Some of the Abe Cabinet members remain ambiguous about their possible visit to the controversial Yasukuni Shrine on August 15. Except for one who will be on an overseas trip that day, the rest have not yet relayed their final decisions. In less than a week, the world will commemorate the 68th anniversary of Japan’s surrender in the Second World War.
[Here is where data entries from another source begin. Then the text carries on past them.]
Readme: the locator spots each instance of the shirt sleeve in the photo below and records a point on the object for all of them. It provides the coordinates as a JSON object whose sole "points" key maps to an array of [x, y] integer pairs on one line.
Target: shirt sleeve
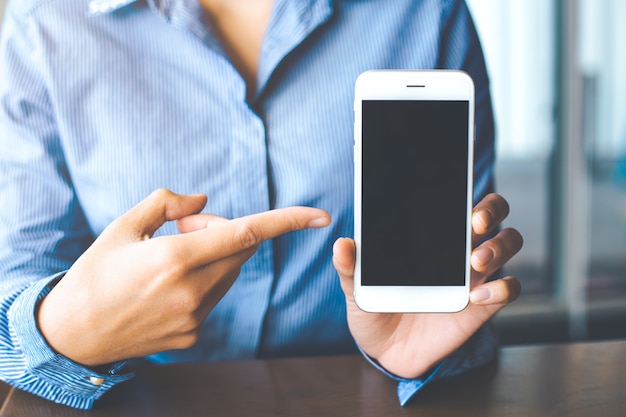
{"points": [[479, 350], [460, 49], [42, 226]]}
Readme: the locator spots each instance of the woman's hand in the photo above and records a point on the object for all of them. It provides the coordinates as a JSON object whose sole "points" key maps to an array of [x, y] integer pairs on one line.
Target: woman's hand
{"points": [[408, 345], [131, 295]]}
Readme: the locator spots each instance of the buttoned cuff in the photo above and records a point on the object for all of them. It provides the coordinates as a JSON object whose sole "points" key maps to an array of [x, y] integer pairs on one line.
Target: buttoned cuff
{"points": [[479, 350], [47, 373]]}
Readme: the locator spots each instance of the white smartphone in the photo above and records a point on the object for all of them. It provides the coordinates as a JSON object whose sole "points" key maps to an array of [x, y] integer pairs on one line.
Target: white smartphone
{"points": [[414, 135]]}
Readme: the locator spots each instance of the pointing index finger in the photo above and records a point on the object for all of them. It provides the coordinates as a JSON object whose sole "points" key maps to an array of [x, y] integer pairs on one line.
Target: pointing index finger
{"points": [[222, 239]]}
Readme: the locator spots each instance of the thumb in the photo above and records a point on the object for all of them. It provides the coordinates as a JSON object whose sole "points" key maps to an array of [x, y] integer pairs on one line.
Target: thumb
{"points": [[344, 256], [162, 205]]}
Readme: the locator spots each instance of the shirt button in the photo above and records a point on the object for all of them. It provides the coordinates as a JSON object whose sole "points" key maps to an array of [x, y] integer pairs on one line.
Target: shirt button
{"points": [[96, 380]]}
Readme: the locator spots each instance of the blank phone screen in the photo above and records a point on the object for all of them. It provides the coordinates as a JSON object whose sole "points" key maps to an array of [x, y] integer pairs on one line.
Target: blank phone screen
{"points": [[414, 192]]}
However, August 15 is more than just remembering Japan’s loss in the Pacific Region. The date holds a solemn observance when Japanese people visit the Yasukuni Shrine, home of those who died in the war including those convicted by the International Military Tribunal for the Far East (IMTFE) of war crimes. But the attention is not directed on the solemn ceremony but rather on who’s coming and who’s not among the cabinet members. Chief Cabinet Secretary Yoshihide Suga said that they will “refrain from saying which members of the Cabinet will or won’t go, or who can or can’t go as private individuals.” However, some have already made statements, giving hints should their presence be expected at the shrine. Only Education Minister Hakubun Shimomura gave a certain respond as his overseas trip the following week will keep him from visiting the Yasukuni Shrine on August 15.
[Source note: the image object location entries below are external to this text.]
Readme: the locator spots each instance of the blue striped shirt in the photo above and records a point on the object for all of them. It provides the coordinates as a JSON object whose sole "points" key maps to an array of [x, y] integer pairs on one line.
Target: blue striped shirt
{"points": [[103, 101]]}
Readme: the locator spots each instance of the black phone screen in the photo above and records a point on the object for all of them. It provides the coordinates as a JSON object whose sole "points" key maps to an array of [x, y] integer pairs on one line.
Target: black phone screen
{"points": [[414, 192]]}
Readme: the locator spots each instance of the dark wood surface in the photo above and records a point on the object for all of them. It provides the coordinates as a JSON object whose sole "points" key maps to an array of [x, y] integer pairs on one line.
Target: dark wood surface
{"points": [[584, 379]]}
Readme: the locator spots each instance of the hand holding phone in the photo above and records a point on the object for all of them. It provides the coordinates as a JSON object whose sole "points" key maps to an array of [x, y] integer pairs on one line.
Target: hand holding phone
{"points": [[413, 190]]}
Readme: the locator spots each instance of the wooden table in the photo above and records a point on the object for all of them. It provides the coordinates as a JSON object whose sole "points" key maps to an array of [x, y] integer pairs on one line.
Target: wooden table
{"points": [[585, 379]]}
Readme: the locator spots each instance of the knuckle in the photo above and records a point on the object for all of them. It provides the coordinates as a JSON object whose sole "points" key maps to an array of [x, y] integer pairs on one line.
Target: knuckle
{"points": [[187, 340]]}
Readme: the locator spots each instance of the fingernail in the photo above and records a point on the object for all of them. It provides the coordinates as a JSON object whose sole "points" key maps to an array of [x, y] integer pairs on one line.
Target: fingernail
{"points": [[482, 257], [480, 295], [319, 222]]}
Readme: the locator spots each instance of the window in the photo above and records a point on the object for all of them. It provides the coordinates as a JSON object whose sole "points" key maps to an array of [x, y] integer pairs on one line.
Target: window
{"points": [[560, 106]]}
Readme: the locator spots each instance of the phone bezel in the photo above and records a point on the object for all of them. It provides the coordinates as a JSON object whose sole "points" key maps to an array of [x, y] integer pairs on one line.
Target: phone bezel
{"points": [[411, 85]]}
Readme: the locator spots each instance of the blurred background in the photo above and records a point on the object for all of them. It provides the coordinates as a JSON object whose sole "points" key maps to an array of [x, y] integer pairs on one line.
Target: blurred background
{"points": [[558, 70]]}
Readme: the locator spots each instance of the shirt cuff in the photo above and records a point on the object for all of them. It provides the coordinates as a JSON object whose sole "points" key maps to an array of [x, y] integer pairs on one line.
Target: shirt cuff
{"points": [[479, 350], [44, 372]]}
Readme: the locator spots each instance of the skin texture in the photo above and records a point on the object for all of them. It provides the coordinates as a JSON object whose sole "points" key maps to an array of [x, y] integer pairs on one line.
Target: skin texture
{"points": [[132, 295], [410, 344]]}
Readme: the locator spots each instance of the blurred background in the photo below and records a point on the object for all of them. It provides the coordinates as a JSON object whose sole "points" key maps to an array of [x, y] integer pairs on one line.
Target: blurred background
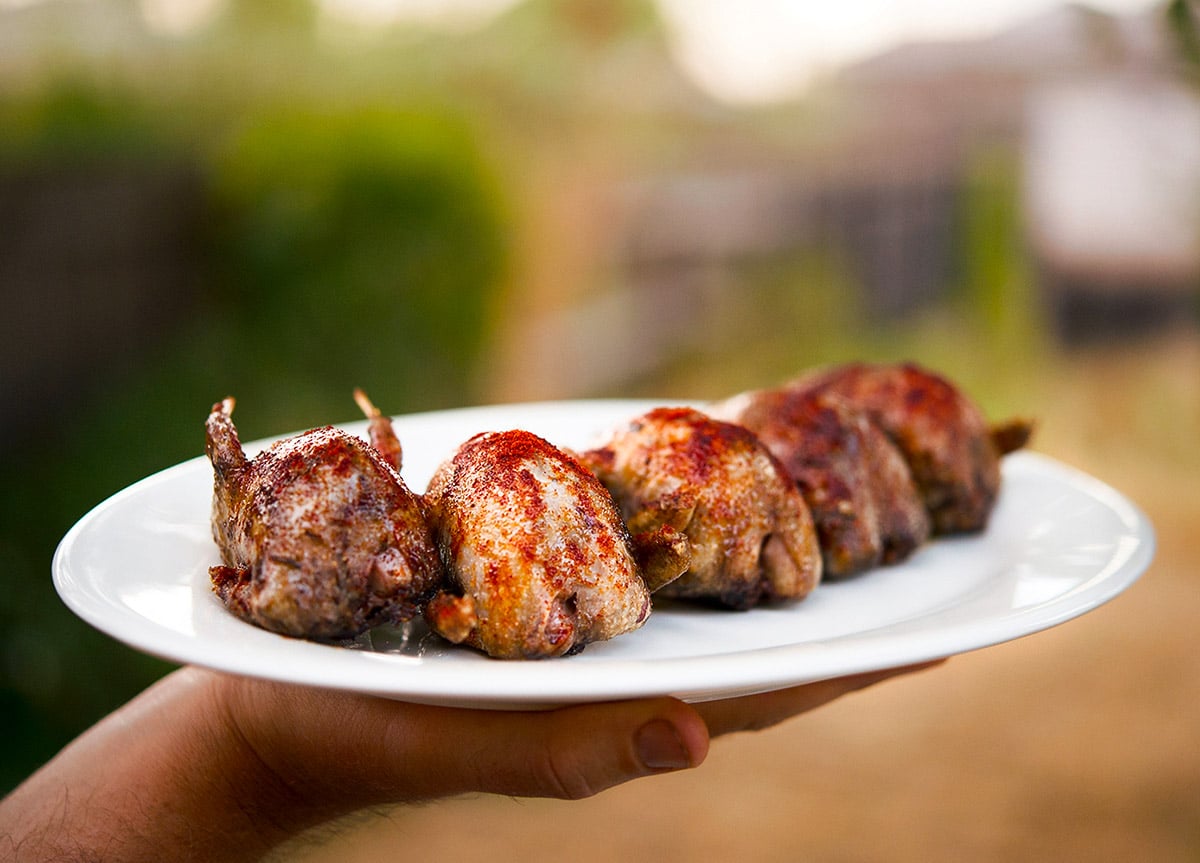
{"points": [[453, 203]]}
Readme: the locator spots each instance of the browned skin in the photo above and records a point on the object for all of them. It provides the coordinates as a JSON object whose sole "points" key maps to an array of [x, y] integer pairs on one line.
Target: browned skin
{"points": [[319, 538], [943, 436], [856, 483], [538, 559], [681, 473]]}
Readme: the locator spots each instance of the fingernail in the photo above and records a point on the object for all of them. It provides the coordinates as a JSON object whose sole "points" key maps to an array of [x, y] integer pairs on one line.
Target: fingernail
{"points": [[660, 748]]}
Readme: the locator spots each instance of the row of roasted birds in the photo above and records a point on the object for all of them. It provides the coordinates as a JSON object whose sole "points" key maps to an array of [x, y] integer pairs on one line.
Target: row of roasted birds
{"points": [[525, 550]]}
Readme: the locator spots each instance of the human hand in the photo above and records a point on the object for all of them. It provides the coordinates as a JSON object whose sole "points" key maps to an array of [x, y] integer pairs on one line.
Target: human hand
{"points": [[222, 767]]}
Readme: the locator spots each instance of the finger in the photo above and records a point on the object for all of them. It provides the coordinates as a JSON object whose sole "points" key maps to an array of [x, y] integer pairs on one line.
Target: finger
{"points": [[364, 750], [765, 709]]}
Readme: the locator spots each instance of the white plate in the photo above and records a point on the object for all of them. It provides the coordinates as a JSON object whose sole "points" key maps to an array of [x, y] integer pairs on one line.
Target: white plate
{"points": [[1059, 545]]}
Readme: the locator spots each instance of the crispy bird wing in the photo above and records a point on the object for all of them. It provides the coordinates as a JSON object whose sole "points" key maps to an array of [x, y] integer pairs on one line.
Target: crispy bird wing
{"points": [[538, 561], [318, 535], [747, 532]]}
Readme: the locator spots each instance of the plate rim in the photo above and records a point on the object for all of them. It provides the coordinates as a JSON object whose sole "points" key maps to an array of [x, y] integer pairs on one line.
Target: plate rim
{"points": [[696, 678]]}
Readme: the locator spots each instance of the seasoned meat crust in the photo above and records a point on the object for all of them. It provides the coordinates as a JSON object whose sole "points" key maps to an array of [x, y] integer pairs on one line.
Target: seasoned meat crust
{"points": [[747, 532], [318, 535], [945, 438], [856, 483], [538, 561]]}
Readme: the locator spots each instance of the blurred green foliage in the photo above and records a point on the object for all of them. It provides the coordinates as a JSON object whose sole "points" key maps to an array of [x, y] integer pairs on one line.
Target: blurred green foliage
{"points": [[339, 245]]}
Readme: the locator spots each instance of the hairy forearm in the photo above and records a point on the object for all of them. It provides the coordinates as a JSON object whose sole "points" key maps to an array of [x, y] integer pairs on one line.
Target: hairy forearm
{"points": [[151, 781]]}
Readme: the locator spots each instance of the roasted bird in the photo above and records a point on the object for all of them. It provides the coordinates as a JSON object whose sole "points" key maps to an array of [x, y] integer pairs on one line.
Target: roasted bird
{"points": [[856, 483], [952, 451], [319, 537], [537, 557], [745, 531]]}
Finance Minister Taro Aso stated that he had “already gone this year” to the shrine, referring to his spring visit with three other cabinet members. Tomomi Inada, Minister of State for Administrative Reform, believes it’s “acceptable to show gratitude and respect toward those who gave their lives for their country” and that she will make a decision appropriate to her current position. Minister of State for Reconstruction Takumi Nemoto said he already made a visit to the shrine this summer although he did not disclose when.
As for Prime Minister Shinzo Abe, the LDP chief said that he will not make a visit on August 15. Abe’s visit, or lack thereof, has been the most closely watched not just by the media but also the international community especially China and South Korea. The latter had already expressed its opposition to cabinet members’ visit. China, on the other hand, said it will never accept such moves. Both neighbours were under the Imperial Japanese rule and suffered from their militarism and so for them, a visit to the shrine is an assertive expression of Japan’s denial of its past or a glorification of their militarism.